The final game mode included in the Reach beta is easily Bungie's most ambitious, pitting six Spartans against six Elites in a multi-stage battle. "In Invasion, there are three tiers," community director Brian Jarrard said. "The first tier has a basic set of Load Outs, the second tier has more and the third tier goes crazy. As the game progresses, you see more and more cool stuff."
Invasion also introduces two-man fireteams. This pairing is critical, since the only included Invasion map in the beta, Boneyard, is huge. Spawning on the opposite side of the map from the action will kill both your team's momentum and your fun. Your teammate is your salvation. "As you play the game and you die, you'll hit the D-pad to change your spawn location," Jarrard explained. "And one of those locations is going to be your buddy. So if he's out of combat or not catching a grenade, you can spawn-in beside him."
Invasion features multiple objectives depending on the current stage of the match. Elites need to capture territories to unlock tiers two and three, then escape with a power core to win. Spartans are tasked with defending each objective. Load Outs offer increasingly destructive weapons as the tiers unlock -- energy pistols give way to Needle Rifles, the Covenant equivalent of the Marksman Rifle.

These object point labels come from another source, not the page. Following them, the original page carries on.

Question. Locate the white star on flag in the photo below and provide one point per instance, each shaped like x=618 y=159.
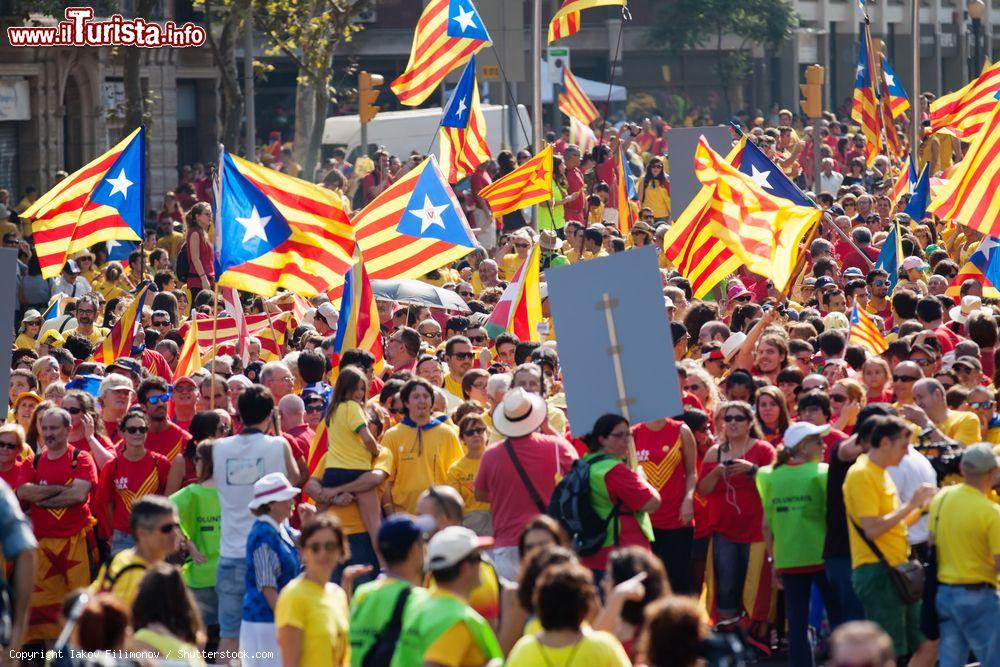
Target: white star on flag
x=120 y=184
x=429 y=215
x=760 y=177
x=465 y=19
x=254 y=226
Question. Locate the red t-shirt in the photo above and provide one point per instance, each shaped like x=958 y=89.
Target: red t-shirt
x=544 y=458
x=123 y=482
x=734 y=506
x=661 y=455
x=60 y=521
x=630 y=492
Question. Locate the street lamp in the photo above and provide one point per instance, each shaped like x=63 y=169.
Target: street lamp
x=976 y=9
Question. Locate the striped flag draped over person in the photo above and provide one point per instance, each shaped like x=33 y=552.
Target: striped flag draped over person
x=448 y=33
x=966 y=110
x=414 y=226
x=276 y=231
x=754 y=229
x=574 y=102
x=865 y=333
x=529 y=184
x=566 y=20
x=463 y=128
x=101 y=201
x=118 y=343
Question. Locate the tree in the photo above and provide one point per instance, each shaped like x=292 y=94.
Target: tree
x=309 y=31
x=686 y=24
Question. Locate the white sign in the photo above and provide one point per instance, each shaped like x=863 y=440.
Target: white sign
x=15 y=100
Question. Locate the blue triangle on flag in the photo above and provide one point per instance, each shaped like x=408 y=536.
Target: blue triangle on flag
x=464 y=21
x=459 y=108
x=432 y=211
x=123 y=186
x=249 y=224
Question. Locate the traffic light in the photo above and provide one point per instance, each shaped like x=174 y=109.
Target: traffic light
x=812 y=92
x=368 y=91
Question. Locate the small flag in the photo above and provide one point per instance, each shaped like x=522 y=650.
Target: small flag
x=519 y=309
x=574 y=102
x=448 y=33
x=865 y=333
x=99 y=202
x=358 y=325
x=277 y=231
x=463 y=129
x=118 y=343
x=529 y=184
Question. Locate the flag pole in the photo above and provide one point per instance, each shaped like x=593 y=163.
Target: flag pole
x=215 y=341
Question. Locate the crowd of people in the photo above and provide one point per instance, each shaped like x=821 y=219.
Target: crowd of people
x=454 y=518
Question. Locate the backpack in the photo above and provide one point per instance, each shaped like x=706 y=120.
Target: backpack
x=183 y=269
x=572 y=507
x=382 y=650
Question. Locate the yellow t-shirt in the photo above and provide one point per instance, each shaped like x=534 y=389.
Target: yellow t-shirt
x=961 y=426
x=344 y=446
x=123 y=583
x=349 y=515
x=966 y=527
x=461 y=477
x=869 y=491
x=456 y=647
x=322 y=614
x=420 y=459
x=595 y=649
x=97 y=334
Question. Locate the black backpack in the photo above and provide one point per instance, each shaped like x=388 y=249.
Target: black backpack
x=381 y=651
x=571 y=506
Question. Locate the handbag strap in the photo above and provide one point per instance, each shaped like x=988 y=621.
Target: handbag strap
x=522 y=473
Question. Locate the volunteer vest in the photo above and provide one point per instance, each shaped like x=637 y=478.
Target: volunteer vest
x=601 y=499
x=424 y=623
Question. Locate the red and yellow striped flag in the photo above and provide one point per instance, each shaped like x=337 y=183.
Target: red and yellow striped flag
x=865 y=333
x=529 y=184
x=566 y=20
x=760 y=231
x=968 y=196
x=574 y=102
x=968 y=109
x=118 y=343
x=447 y=35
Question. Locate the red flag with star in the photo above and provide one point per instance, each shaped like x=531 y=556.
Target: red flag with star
x=529 y=184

Vehicles are unlocked in tier three, as well, opening up the gameplay to maximum chaos. In the beta, Invasion on Boneyard is the only game type and map to feature vehicles.

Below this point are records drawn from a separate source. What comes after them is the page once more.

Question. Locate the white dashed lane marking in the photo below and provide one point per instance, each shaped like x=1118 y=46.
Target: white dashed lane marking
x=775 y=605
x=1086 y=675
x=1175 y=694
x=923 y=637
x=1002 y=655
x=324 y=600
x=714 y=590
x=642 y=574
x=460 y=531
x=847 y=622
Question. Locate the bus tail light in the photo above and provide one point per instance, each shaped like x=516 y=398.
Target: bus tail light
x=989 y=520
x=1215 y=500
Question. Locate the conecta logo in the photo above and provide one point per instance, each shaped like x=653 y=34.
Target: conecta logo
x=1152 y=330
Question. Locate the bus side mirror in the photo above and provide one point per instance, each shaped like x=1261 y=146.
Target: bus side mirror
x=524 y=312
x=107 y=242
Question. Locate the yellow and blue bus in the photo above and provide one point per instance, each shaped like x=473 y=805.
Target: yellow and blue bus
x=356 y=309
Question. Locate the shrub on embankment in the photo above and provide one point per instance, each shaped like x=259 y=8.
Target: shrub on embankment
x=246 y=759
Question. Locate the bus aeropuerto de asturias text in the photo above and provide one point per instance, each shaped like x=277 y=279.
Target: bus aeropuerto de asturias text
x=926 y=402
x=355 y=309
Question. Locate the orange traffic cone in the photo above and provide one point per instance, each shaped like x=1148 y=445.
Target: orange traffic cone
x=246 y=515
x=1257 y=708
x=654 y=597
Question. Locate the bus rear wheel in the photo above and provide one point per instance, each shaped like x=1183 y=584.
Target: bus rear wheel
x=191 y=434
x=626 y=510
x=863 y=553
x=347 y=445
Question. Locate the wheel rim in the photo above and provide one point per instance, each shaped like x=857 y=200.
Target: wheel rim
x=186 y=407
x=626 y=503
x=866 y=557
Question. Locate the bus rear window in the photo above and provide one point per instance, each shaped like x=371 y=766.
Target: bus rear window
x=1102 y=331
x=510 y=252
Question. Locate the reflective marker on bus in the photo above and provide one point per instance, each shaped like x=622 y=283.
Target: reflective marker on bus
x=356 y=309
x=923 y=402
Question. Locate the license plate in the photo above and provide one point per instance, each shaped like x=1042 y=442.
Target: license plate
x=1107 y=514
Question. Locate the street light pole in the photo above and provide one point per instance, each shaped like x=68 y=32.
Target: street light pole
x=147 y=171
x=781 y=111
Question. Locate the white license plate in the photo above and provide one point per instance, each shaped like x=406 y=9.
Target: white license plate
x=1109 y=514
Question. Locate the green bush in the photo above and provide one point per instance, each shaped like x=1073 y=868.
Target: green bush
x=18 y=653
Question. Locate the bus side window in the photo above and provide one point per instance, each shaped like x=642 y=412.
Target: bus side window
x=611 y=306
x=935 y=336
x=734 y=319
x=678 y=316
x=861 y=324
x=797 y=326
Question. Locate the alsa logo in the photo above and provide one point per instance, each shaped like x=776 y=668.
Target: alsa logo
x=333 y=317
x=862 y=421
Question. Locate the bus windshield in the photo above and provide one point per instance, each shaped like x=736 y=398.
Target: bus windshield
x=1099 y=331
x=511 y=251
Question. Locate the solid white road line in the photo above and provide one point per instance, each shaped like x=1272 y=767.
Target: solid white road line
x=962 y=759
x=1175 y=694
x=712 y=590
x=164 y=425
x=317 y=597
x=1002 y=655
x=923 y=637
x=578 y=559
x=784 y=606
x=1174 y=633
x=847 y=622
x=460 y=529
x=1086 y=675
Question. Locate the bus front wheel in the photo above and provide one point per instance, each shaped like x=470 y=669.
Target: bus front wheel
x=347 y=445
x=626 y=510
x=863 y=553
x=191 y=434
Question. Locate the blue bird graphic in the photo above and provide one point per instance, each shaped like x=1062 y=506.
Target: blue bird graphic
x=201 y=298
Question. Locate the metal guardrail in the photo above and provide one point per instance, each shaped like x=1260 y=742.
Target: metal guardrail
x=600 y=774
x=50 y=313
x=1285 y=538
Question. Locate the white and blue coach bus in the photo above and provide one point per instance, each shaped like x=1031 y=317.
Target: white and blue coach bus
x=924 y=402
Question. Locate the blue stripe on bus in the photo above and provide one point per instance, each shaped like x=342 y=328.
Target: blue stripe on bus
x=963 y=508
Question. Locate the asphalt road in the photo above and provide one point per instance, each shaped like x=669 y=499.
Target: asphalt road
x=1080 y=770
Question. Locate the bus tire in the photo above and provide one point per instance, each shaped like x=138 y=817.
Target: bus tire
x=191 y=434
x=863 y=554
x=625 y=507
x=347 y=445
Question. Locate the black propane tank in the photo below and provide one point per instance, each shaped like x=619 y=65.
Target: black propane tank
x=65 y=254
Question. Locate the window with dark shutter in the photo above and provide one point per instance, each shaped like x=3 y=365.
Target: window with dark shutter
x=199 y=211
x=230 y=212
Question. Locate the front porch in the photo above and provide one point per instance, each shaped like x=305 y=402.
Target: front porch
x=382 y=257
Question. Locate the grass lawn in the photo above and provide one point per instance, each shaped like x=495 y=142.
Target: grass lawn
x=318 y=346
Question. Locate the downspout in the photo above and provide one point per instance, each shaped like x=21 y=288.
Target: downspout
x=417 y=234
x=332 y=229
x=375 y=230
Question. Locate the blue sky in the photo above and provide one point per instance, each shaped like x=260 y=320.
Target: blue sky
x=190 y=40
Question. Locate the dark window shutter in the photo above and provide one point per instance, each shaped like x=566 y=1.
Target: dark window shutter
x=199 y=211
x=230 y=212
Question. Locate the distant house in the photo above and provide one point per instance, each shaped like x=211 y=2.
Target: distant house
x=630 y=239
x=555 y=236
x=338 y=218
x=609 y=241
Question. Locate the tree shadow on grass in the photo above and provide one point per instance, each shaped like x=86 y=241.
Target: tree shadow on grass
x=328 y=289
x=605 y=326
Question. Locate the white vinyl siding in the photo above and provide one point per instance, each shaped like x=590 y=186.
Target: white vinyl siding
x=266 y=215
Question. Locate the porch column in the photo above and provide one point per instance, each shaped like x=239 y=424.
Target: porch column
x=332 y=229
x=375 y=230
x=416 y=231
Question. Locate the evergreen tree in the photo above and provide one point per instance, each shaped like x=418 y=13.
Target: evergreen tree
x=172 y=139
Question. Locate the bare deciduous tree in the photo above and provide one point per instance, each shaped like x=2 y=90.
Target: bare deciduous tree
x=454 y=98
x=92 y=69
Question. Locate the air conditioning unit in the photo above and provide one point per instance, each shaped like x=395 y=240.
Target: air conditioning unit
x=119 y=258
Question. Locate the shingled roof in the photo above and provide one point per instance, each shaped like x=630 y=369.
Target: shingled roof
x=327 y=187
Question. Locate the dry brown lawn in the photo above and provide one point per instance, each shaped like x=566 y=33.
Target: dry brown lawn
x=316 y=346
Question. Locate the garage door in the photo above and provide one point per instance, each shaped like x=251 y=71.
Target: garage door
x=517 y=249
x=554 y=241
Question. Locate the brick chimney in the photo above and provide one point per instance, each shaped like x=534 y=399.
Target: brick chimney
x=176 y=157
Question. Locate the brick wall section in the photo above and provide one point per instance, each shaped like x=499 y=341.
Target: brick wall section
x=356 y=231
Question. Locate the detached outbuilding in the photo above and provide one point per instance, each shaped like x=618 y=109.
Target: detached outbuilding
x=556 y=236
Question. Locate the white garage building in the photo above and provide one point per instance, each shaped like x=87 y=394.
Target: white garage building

Invasion's scaling rewards mean that gameplay can ramp up into truly amazing firefights. By tier three, the Spartans are using Scorpion tanks to try to hold back the Elites, and Elites are fighting back with Wraiths and Banshees to clear a path to their goal. The sheer size of Boneyard can lead to significant downtime, however. For example, you can't spawn on a fireteam-mate that's engaged in battle. I often found that I was forced to respawn far from the battle and hoof it back there -- what's an MMO corpse run doing in my Halo multiplayer match?
Invasion's staged-based progression can also create lulls. Spartans will quickly become bored, say, if the Elites are stuck on the first tier due to poor planning and execution. Compared to the finely crafted and intimate experience of Generator Defense, Invasion is simply disappointing. Hopefully, Bungie can make use of the beta to make significant tweaks to this game type for the final version of Reach.

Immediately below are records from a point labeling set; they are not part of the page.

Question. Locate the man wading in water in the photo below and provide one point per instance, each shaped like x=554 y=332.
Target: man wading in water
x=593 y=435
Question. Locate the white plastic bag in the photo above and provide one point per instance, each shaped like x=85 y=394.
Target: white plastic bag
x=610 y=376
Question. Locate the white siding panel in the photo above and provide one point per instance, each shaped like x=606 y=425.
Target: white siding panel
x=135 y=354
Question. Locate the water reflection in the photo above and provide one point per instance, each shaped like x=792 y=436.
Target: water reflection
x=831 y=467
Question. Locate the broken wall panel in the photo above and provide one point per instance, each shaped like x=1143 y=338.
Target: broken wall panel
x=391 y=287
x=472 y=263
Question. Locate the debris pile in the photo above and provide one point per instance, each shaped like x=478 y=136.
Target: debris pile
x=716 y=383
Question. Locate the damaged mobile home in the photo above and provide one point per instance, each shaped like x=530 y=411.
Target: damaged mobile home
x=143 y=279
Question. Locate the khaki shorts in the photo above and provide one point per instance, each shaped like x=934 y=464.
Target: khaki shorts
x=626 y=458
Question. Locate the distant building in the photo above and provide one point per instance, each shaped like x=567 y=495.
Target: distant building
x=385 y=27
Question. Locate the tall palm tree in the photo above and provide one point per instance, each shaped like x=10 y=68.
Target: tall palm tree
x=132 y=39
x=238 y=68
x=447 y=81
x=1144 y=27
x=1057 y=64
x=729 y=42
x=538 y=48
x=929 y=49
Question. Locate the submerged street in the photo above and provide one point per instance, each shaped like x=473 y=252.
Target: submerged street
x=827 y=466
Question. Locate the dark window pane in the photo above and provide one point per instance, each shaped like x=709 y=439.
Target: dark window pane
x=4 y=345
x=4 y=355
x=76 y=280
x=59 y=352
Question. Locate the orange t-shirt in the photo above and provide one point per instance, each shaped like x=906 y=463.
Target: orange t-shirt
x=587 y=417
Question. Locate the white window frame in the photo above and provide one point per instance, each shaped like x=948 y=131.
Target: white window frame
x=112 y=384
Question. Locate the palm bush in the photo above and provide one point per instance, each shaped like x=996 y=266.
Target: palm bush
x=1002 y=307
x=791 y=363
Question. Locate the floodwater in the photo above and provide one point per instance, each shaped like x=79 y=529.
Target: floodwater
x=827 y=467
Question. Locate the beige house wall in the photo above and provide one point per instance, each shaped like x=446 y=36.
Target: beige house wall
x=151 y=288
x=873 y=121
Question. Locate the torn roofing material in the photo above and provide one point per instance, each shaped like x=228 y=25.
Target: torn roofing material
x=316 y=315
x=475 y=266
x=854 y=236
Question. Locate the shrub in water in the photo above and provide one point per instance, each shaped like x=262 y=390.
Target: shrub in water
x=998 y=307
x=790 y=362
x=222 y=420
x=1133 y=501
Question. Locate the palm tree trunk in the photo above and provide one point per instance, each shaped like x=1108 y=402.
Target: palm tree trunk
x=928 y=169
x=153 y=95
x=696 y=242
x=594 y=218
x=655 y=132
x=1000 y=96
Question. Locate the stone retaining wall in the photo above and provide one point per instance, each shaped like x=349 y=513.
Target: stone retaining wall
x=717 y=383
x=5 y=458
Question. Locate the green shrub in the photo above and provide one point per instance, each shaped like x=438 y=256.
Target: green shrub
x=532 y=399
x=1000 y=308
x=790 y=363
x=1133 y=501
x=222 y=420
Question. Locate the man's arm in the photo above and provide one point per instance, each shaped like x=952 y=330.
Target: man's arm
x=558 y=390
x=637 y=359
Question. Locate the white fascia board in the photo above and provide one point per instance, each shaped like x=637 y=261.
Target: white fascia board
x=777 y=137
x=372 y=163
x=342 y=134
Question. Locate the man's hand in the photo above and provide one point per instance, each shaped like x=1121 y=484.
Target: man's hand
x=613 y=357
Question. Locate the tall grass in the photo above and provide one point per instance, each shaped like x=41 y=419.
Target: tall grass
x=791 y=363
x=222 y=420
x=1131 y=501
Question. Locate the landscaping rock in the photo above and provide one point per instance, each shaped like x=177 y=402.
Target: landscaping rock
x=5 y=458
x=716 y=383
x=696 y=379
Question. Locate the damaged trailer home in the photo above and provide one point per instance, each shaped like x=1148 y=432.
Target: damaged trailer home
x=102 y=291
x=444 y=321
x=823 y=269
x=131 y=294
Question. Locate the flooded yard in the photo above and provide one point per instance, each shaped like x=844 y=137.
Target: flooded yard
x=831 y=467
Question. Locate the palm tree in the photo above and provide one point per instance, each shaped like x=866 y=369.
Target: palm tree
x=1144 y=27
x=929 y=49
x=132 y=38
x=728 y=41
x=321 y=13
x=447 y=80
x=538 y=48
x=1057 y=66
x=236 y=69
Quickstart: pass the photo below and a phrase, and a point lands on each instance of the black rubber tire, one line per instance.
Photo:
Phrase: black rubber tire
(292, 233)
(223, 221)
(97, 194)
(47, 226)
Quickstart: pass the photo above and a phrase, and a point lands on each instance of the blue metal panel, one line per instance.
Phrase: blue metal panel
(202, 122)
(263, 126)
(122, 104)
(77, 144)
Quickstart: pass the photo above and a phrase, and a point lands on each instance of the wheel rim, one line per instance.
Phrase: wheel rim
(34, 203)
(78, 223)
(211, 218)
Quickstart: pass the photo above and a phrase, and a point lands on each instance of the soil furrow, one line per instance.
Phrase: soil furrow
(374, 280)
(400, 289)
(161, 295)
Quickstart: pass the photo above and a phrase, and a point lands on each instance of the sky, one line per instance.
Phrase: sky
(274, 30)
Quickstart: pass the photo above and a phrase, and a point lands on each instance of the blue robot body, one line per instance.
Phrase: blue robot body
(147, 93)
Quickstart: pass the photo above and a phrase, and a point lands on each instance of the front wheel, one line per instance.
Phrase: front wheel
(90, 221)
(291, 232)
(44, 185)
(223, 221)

Clearly, Bungie will use the Reach multiplayer beta as a testing ground for the new dimensions of gameplay. The studio is enlarging the scope of Halo multiplayer, seemingly setting its sights on the team-based shooters that dominate today's online play. The essential "Haloness" is ever present in Reach, but the new Load Outs and Armor Abilities, plus the credit-based customization system that will play a bigger role in the final game, suggest that Bungie is looking to expand the engagement of its community into areas new to Halo. Still, there are growing pains to get through, and I'm interested to see how Bungie works out these issues throughout the beta.
The Halo: Reach multiplayer beta launches May 3 and will be accessible through the Halo 3: ODST game disc.
Cory Banks is a freelance games writer and co-host of the Gamers With Jobs Conference Call.